DNA for amplification was extracted from whole cells by the boiling lysis method, as explained briefly below. A full loop of pure colonies from fresh pure cultures was suspended in 1 ml of sterile distilled water. The cells were lysed by heating at 95°C for 10 minutes. The cells were then vortexed for 5 seconds. Centrifugation was later done at 13,000 rpm for 5 minutes at room temperature and the sample kept at -20°C to harvest the supernatant containing the DNA. The supernatant was subsequently used for PCR as template DNA. The integrity of extracted DNA was evaluated by electrophoresis on a 1% agarose gel. The purity of DNA was also determined by the ratio A260/A280 using a spectrophotometer.

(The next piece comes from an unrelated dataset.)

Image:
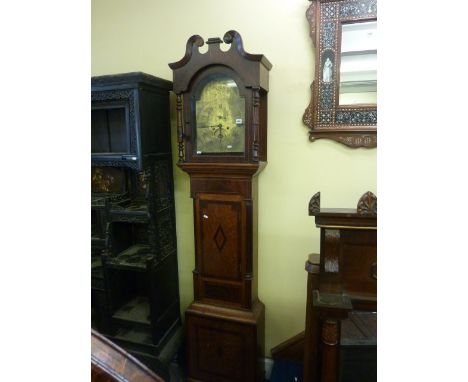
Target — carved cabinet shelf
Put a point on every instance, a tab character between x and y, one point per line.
135	297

The distribution of phylogenetic groups amongst E. coli isolates was determined by the New Clermont Quadruplex PCR phylotyping method of 2013 (Clermont et al., 2013). Briefly, a single reaction mixture contained 2 μL of 10x buffer (supplied with Taq polymerase), 2 μL of DNA (approximately 100 ng), 20 pmol of each appropriate primer (except for AceK.f (40 pmol), ArpA1.r (40 pmol), trpBA.f (12 pmol), and trpBA.r (12 pmol)) (Shanghai Generay Biotech Co., Ltd.), 2mM of each dNTP, and 2U of Taq DNA polymerase (Fermentas, Lithuania) in a total volume of 20 μL. Primer sequences for the new Clermont’s quadruplex PCR phylogroup assignment method are as shown in Table 1. PCR amplifications were carried out on a thermal cycler Master-cycler gradient (Eppendorf, USA) under the following conditions: initial denaturation at 94°C for 4 min and 30 cycles for each denaturation at 94°C for 5 sec, annealing at 57°C for 20 sec (group E) or 59°C for 20 sec (quadruplex and group C), amplification at 72°C for 1 min, and final extension at 72°C for 5 min. PCR products were analyzed by electrophoresis with Qiaxel machine and a 2% agarose gel, stained with DNA safe stain (CinnaGen, Tehran, Iran) and visualized usingGelDoc 2000 transilluminator (Bio-Rad Laboratories, Milan, Italy). A molecular weight standard (100-bp ladder, Fermentas, Lithuania) was used.
The data was entered in an excel spreadsheet, cleaned and double-checked for missing variables duplicate entries and values out of range. The data was then exported to STATA version 14 for statistical analysis. Means and proportions were obtained. Chi-square test or the Fisher exact test was applied to compare categorical variables. P values < 0.05 were considered to be statistically significant.
Ethical approval (SBS-HDREC- 487) and a waiver of consent were sought to use stored clinical isolates from the higher degrees Research and Ethics Committee of the School of Biomedical Sciences, College of Health Sciences Makerere University and the Uganda National Council of Science and Technology.
Of the 140 E. coli isolates, 102 (72.9%) were females and 38 (27.1%) were males. The age of the patients was ranging from 2 to 91 years. The mean age was 36.27 with a standard deviation of 18.98.
Resistance was highest to trimethoprim-sulphamethoxazole 127/140 (90.71%) followed by ampicillin 122/140 (87.14%) while resistance to nitrofurantoin 16/140 (11.43%) and imipenem 2/140 (1.43%) was minimal. Resistance to other antibiotics were as follows; cefuroxime 72/140 (51.43%), amoxicillin-clavulanic acid 46/140 (32.86%), gentamycin 52/140 (37.14%), chloramphenicol 35/140 (25%), ciprofloxacin 80/140 (57.14%), ceftriaxone 69/140 (49.29%), ceftazidime 50/140 (35.71%) and nalidixic acid 94/140 (67.14%). Figure 1 contains a bar chart depicting percentage resistance to different antibiotics. Data from disc-diffusion assays are available as Underlying data (Katongole, 2019).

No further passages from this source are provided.